HOSTETTER: Well, I hope we not only continue to carry the banners we’ve been carrying, but build some more. I think we are uniquely positioned as we were to further C-SPAN and public understanding of the way its government works. C-SPAN 2 and some of the product that they develop, which is more commentary than simply observation, I think it’s been a wonderful service. I think Cable in the Classroom is something that has to be nurtured and continued, particularly in this era of high-speed data. I think we as distributors have got to identify those areas where it just is not only good business but good corporate citizenship to make these facilities available at a cost or no cost basis because they’re too important not to be there and if we leave it to schools on their own to pay for these services, they won’t happen. I think if for no other reason than better equipping our future workforce – as I start to think about what are the human resource requirements of this AT&T going forward, I mean we can’t find enough technology empowered people to do the job we’ve got to do, so let’s go right back to the beginning and start kids moving the mouse around the screen at 8 years old so they’re comfortable with this as adults.

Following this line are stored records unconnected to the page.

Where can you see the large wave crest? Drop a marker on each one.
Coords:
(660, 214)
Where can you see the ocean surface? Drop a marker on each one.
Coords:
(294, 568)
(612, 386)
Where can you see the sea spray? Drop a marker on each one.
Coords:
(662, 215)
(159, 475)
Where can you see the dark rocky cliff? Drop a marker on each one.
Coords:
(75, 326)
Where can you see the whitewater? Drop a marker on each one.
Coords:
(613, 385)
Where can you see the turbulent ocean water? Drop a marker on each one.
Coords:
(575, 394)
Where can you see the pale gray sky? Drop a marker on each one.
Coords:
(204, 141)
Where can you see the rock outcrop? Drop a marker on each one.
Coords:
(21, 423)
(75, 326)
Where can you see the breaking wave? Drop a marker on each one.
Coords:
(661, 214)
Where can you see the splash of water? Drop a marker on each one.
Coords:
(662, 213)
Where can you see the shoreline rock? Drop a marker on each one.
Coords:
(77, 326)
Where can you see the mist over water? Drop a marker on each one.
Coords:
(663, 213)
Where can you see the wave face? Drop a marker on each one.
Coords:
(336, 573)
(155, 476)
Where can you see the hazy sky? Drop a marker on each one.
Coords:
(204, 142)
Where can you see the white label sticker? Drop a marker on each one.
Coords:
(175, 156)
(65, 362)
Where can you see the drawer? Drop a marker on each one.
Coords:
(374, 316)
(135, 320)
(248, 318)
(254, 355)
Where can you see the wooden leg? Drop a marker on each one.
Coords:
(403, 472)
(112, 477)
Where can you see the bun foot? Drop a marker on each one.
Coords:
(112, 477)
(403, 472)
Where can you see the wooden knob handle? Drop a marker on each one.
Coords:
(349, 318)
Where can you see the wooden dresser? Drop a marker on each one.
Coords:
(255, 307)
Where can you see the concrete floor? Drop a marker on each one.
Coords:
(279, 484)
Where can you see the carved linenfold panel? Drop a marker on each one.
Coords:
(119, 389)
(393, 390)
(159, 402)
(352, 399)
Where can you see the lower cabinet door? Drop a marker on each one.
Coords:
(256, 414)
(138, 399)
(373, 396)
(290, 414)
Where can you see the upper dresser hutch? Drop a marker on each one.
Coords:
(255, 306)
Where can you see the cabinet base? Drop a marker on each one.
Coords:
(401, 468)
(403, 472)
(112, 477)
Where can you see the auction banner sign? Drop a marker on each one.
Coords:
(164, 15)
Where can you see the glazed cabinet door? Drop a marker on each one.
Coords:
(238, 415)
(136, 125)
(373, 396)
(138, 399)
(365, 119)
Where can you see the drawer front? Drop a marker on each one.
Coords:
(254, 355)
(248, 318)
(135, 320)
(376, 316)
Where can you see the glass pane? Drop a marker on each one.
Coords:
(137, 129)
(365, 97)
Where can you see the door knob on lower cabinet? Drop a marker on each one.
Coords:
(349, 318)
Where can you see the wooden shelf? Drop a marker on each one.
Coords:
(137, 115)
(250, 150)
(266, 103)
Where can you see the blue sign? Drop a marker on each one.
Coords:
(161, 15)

NELSON: One just last little thing: what is it you’ve done in this business that you kind of would like most to be remembered by, thought of, characterized by?

HOSTETTER: I think Continental Cablevision and its culture were very, very special things and I take real pride in having assembled the people who made that work. I didn’t create it. I may have empowered it, but it was hundreds and hundreds of very, very competent, committed people who said, “Hey, it’s important for us to get satisfaction from our job that’s more than our paycheck. That we feel good about what we’re doing and we feel that we’re contributing something.” And that was the company’s culture and that I’m proud to have been part of.